Mazda vehicles are known to be particularly sporty and a pleasure to drive, whether the hot MX-5 roadster, one of the brand’s popular Mazda3 sedans or hatchbacks, or any of its trio of crossover utility models. Its products are designed to engage the driver, to make him or her feel totally in control and to make driving more than just getting from A to B.
So when an all-wheel drive system was added to the mix as Mazda’s CUV/SUV lineup developed, engineers focused on creating a system that stayed true to the Mazda mantra, ensuring precise control and sporty dynamics.
To demonstrate that the Mazda i-ACTIV all-wheel drive system has achieved those goals, the company invited a group of automotive journalists to the 2016 Mazda Ice Academy where a series of courses were laid out on an icy plateau nestled between the mountains of a popular ski resort at Crested Butte, Colorado.
Mazda was hoping for snow at this event – and Mother Nature didn’t disappoint. The worst snowstorm of the winter dumped nearly three feet (90-plus centimetres) of the white stuff in a day and a half, making it extremely difficult to stick to the event agenda. Some of the planned activities had to be abandoned, such as a street drive with the CX-5 and competitive vehicles, due to the near-zero visibility.
The heavy snowfall did, however, create optimum conditions to test the i-ACTIV AWD system. The AWD vehicle lineup consisted of the 2016 CX-5 and the recently introduced 2016 CX-3, as well as some competitive products.
Mazda’s innovative AWD system is built around its SKYACTIV-Drive six-speed automatic transmission, which is linked to a lightweight, high-strength propeller shaft with a dynamic damper that reduces noise, vibration and harshness. The size of the rear differential has been reduced, compared to previous units, with an aluminum case that’s just 2.5 millimetres thick. The Power Takeoff Unit in the rear differential and the differential gear size have been minimized through detailed analysis of gear stress.
As a result, the weight of the complete unit has been reduced significantly – the CX-5’s rear differential weighs just 51 kilograms, compared to the 89-kg unit in the CX-7. The new CX-9, which will be hitting the streets later this year, has a 54-kg unit, compared to the current model’s 80-kg package. The new on-demand design delivers a seamless delivery of power, while internal friction has been reduced so much the fuel efficiency is comparable to front-wheel-drive models.

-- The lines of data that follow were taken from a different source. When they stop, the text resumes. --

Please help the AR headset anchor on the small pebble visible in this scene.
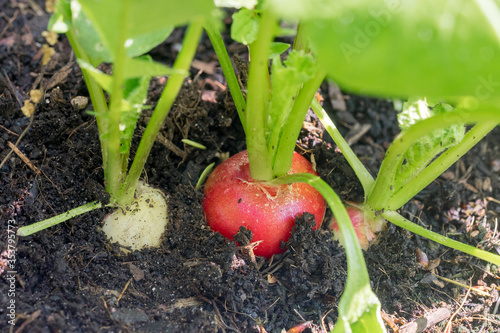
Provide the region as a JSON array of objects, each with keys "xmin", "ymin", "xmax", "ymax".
[{"xmin": 71, "ymin": 96, "xmax": 89, "ymax": 110}]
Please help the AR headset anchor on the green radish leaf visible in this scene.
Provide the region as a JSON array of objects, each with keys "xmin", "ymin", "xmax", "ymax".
[
  {"xmin": 394, "ymin": 98, "xmax": 465, "ymax": 189},
  {"xmin": 298, "ymin": 0, "xmax": 500, "ymax": 100},
  {"xmin": 270, "ymin": 173, "xmax": 386, "ymax": 333},
  {"xmin": 47, "ymin": 0, "xmax": 71, "ymax": 34},
  {"xmin": 77, "ymin": 0, "xmax": 215, "ymax": 59},
  {"xmin": 269, "ymin": 0, "xmax": 500, "ymax": 100},
  {"xmin": 269, "ymin": 42, "xmax": 290, "ymax": 59},
  {"xmin": 72, "ymin": 1, "xmax": 173, "ymax": 66},
  {"xmin": 76, "ymin": 59, "xmax": 113, "ymax": 93},
  {"xmin": 125, "ymin": 56, "xmax": 182, "ymax": 78},
  {"xmin": 214, "ymin": 0, "xmax": 257, "ymax": 9},
  {"xmin": 332, "ymin": 286, "xmax": 386, "ymax": 333},
  {"xmin": 231, "ymin": 8, "xmax": 260, "ymax": 45},
  {"xmin": 267, "ymin": 50, "xmax": 317, "ymax": 164}
]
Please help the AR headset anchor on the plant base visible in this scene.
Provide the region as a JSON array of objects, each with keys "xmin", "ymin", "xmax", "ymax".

The i-ACTIV AWD is an on-demand system, rather than full-time AWD. While the latter type system does have the advantage of a centre differential, allowing even torque split while the front and rear wheels can still rotate at different speeds, it does result in higher driveline loss and, consequently, lower fuel efficiency. The full-time system also requires a longitudinal layout with the engine hanging out ahead of the front axle, creating a nose-heavy weight distribution that adversely impacts handling. The on-demand system generates less driveline loss in two-wheel mode (which is used most often) and it can be packaged more efficiently.

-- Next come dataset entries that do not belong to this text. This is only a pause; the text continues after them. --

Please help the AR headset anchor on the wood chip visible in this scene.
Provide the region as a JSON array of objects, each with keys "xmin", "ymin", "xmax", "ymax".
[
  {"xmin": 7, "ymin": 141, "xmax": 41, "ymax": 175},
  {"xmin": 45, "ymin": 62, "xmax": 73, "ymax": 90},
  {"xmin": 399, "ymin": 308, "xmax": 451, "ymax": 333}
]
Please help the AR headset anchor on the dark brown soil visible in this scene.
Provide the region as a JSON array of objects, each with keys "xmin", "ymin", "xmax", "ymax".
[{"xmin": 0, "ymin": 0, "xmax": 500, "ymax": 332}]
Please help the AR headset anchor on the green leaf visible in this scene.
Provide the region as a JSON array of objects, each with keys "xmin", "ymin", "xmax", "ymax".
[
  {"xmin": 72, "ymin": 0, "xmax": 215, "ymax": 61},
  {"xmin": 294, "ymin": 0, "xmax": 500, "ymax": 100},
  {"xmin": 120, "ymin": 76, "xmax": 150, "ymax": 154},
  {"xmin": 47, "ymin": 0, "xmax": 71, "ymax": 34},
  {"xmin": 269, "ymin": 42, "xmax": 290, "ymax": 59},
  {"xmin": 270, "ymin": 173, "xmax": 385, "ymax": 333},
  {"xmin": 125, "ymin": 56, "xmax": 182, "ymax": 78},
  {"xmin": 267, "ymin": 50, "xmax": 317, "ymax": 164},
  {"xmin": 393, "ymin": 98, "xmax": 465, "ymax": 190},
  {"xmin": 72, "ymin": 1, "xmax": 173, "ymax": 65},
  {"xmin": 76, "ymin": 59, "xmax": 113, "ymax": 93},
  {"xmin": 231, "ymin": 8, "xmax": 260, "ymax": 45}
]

Typically, on-demand systems allow a moment of wheel slippage before engaging; they also restrict the front and rear wheels from turning at different speeds when torque is transferred to the rear wheels. Mazda engineers countered these disadvantages by developing a system that anticipates, rather than reacts to changing conditions so torque is transferred to the rear wheels before the wheels start to slip. The system uses 27 channels of data from onboard sensors to analyze conditions 200 times a second – from windshield wiper position and outside temperature to steering angles and effort. All the data comes from pre-existing sensors already in the vehicle, with one exception – the sensor added to monitor differential oil temperature.

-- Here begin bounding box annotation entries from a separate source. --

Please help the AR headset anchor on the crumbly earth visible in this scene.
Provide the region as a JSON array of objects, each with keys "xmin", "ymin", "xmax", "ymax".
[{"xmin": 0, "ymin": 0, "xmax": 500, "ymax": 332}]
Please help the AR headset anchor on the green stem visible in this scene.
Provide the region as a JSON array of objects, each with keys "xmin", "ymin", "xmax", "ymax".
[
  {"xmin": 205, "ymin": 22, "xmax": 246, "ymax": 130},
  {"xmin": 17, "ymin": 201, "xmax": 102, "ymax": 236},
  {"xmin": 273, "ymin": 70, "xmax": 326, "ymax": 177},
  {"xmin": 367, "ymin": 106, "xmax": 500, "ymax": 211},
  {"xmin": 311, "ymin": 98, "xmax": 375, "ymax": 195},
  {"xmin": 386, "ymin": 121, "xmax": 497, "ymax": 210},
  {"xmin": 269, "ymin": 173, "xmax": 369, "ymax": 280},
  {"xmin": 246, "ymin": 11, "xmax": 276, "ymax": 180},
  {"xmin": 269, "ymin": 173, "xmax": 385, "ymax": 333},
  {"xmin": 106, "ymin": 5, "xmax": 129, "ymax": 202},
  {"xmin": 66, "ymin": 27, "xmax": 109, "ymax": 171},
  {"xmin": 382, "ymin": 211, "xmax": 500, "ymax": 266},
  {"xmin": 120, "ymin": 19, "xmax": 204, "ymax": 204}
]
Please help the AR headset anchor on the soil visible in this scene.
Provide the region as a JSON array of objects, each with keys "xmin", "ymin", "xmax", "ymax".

The i-ACTIV system was noticeably superior to those of the competitive vehicles in the hill-climb exercise, which required them to climb a grade, then stop at the crest. Before advancing, the front wheels were turned hard right and then the vehicle was free to proceed down the grade. The CX-5 handled the challenge without a problem, engaging all four wheels to make the sharp turn. The competition, a Honda CR-V and a Subaru Forester, were less capable – both failing to activate the rear wheels on the restart. In fact, the Honda couldn’t muster enough traction to complete the maneuver, while the Subaru eventually found enough grip to get down the hill.
The autocross/slalom course also demonstrated the superiority of the Mazda AWD system. Again, the CX-5 was pitted against the CR-V and Forester. The precise control the Mazda engineers strived for in developing the system was evident in this exercise, with the CX-5 making seamless shifts from two-wheel to all-wheel drive as conditions dictated. Entering corners or weaving through the pylons, its precise turn-in capabilities gave me a sense of control and confidence. The CR-V felt more vague running through the course, while the Subaru, although quite adept at making the moves, did so with a more effort than the Mazda – and its control systems generated significance noise as they adjusted to the conditions.
Mazda partnered with Bridgestone Tires in this event, with that company supplying its WS80 Blizzak winter tire for the vehicles. One of the modules of the Ice Academy was a comparison between all-season tires and winter rubber. Identical CX-3s were used for this exercise and although one anticipated the winter tires would be superior, the degree of difference was surprising. Drivers were required to launch from a standstill and accelerate through a course of pylons before approaching a braking box. The sequence was repeated on that lap, then we switched to the other vehicle and did it all again.
The first surprise was the noticeable difference in grip when launching the vehicle – the Blizzaks immediately grabbed with minimal spin while the all-season tires churned for several seconds before the vehicle started moving. On the run through the course, the all-seasons slipped noticeably in the turns, especially an off-camber corner, while the winter tires stayed true to the course. Braking was a no-brainer, with the Blizzaks stopping sooner as expected. The surprise, however, was how much shorter the distance required to stop was compared to the all-season tires – consistently with each driver in our group, the all-season-equipped CX-3 slid an additional 12-13 metres before coming to a stop. That’s a distance that could easily be the difference between stopping safely or suffering a crash, injury or worse.
This event wasn’t all work – Mazda tossed in a bit of fun as well. The crew had worked for six weeks prepping the site with a thick ice base. Thoughtfully, their efforts included building a large skid pad – and Mazda added the finishing touch by providing a clutch of MX-5 roadsters. No, they didn’t have i-ACTIV AWD, but they did promise the ultimate dose of pure driving fun. Actually, it was a bit surprising to discover how well these sporty two-seaters can cope with such adverse conditions. While most MX-5 owners have their gems tucked away for the winter, we were invited to toss our fleet around on the icy, snow-laden autocross layout like kids with a new toy.
The exercise did demonstrate that the outstanding balance built into the MX-5 enables the driver to fling the car about while still feeling in complete control. That said, with the amount of snow piled up on the ice base, “control” was something that slipped away quickly – and frequently. It was, however, a total blast – the top down, snow blowing all around and visibility next to nil. What more could a driving enthusiast desire? For me, it was the highlight of the event.